Probably I will not be re-reading the rest of the trilogy at this time. I see that Steele now has more than three books in the series, so at some point I may return to read the whole thing from beginning to end. But it's too soon after my last read.

Lorelei (elaynara) | 9 comments The first part of this book is very tightly focussed and an exciting read. It dips a little after that, particularly since the writing style changes very significantly from one person narrative to retrospective diary entries where the outcomes are stated at the outset. This was a little jarring and disrupted the flow of the stories. It was at this point that I discovered the book was really a series of short stories. It really doesn't jell as a novel but is an enjoyable read, none-the-less.

David (davidbrandt) | 105 comments First - my bias: as a general rule I prefer novels to short fiction. This book not only began as short fiction, but even in book form it's episodic - more or less short fiction.
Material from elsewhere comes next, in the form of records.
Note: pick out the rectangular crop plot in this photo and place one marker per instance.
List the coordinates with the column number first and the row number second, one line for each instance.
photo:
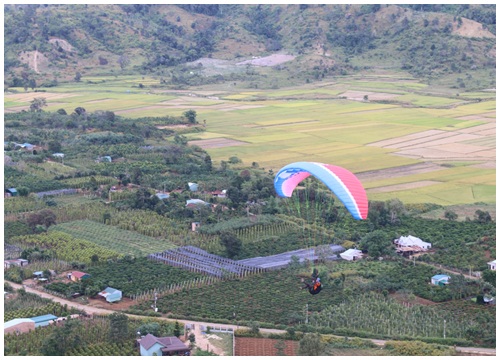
column 122, row 241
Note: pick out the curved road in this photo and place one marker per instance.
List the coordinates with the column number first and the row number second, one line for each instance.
column 93, row 310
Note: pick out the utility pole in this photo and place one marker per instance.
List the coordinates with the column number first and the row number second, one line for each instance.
column 154, row 306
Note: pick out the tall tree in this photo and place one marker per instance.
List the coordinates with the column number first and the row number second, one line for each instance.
column 231, row 243
column 311, row 345
column 191, row 116
column 62, row 339
column 376, row 243
column 118, row 327
column 37, row 104
column 123, row 61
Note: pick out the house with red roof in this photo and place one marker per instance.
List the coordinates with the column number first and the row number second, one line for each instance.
column 151, row 345
column 78, row 275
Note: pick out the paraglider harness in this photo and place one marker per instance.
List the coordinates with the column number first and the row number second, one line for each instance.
column 315, row 287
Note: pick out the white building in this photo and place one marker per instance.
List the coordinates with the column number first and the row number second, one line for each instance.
column 351, row 254
column 493, row 265
column 409, row 240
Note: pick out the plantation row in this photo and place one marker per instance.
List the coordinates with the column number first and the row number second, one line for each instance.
column 104, row 349
column 372, row 312
column 113, row 238
column 23, row 301
column 139, row 275
column 66, row 247
column 52, row 308
column 197, row 260
column 277, row 298
column 19, row 204
column 94, row 338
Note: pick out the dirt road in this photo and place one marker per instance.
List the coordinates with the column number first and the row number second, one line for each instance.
column 202, row 340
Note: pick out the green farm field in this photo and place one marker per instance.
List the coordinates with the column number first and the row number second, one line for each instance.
column 327, row 122
column 111, row 237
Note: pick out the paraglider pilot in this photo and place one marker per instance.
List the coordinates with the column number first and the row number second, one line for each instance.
column 315, row 287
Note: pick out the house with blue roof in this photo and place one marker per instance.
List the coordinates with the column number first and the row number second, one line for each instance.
column 43, row 320
column 12, row 191
column 162, row 196
column 19, row 325
column 440, row 280
column 111, row 295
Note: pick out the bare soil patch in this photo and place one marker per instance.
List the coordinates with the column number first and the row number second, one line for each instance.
column 471, row 28
column 28, row 96
column 262, row 347
column 97, row 101
column 283, row 124
column 179, row 126
column 400, row 187
column 216, row 143
column 271, row 60
column 359, row 95
column 470, row 144
column 62, row 43
column 415, row 300
column 16, row 109
column 399, row 171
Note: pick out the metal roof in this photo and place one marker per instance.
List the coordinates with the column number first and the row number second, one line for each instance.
column 42, row 318
column 14, row 322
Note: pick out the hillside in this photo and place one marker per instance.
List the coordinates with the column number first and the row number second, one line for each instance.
column 450, row 45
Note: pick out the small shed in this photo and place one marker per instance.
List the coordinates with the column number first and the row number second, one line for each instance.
column 219, row 193
column 193, row 186
column 12, row 191
column 440, row 280
column 162, row 196
column 493, row 265
column 195, row 225
column 78, row 275
column 43, row 320
column 410, row 240
column 111, row 295
column 151, row 345
column 351, row 254
column 15, row 262
column 194, row 203
column 21, row 325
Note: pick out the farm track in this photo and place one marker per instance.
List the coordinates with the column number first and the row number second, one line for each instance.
column 199, row 325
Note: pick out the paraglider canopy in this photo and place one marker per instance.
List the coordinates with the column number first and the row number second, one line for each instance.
column 340, row 181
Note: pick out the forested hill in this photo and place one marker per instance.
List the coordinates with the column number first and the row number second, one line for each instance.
column 449, row 44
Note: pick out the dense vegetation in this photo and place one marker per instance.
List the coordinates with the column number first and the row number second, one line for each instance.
column 161, row 39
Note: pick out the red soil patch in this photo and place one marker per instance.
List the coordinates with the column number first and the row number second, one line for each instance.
column 216, row 143
column 262, row 347
column 414, row 301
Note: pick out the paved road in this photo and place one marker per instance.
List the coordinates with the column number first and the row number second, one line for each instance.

Yes, it's short fiction on a common theme.

To my view, the tale about the guy brought out of hibernation early and writing/painting the fantasy was mainly extraneous. There are references to it in later stories, but nothing essential that required as big a portion of the book. There are bits & pieces that may hint at more significance in later books, but maybe not. And if the later relevance is merely paralleling aspects of the fantasy (which we only know in partial outline) that would not be a justification I'd appreciate.

The teenager boat trip didn't appeal to me. Actually, the parts of that story which could not have taken place on Earth today were rather limited. I didn't feel I was getting to know much more about a distant planet. SF involves people; people in other places & times will do somethings that are like people here & now. But I don't need to read SF to get only that.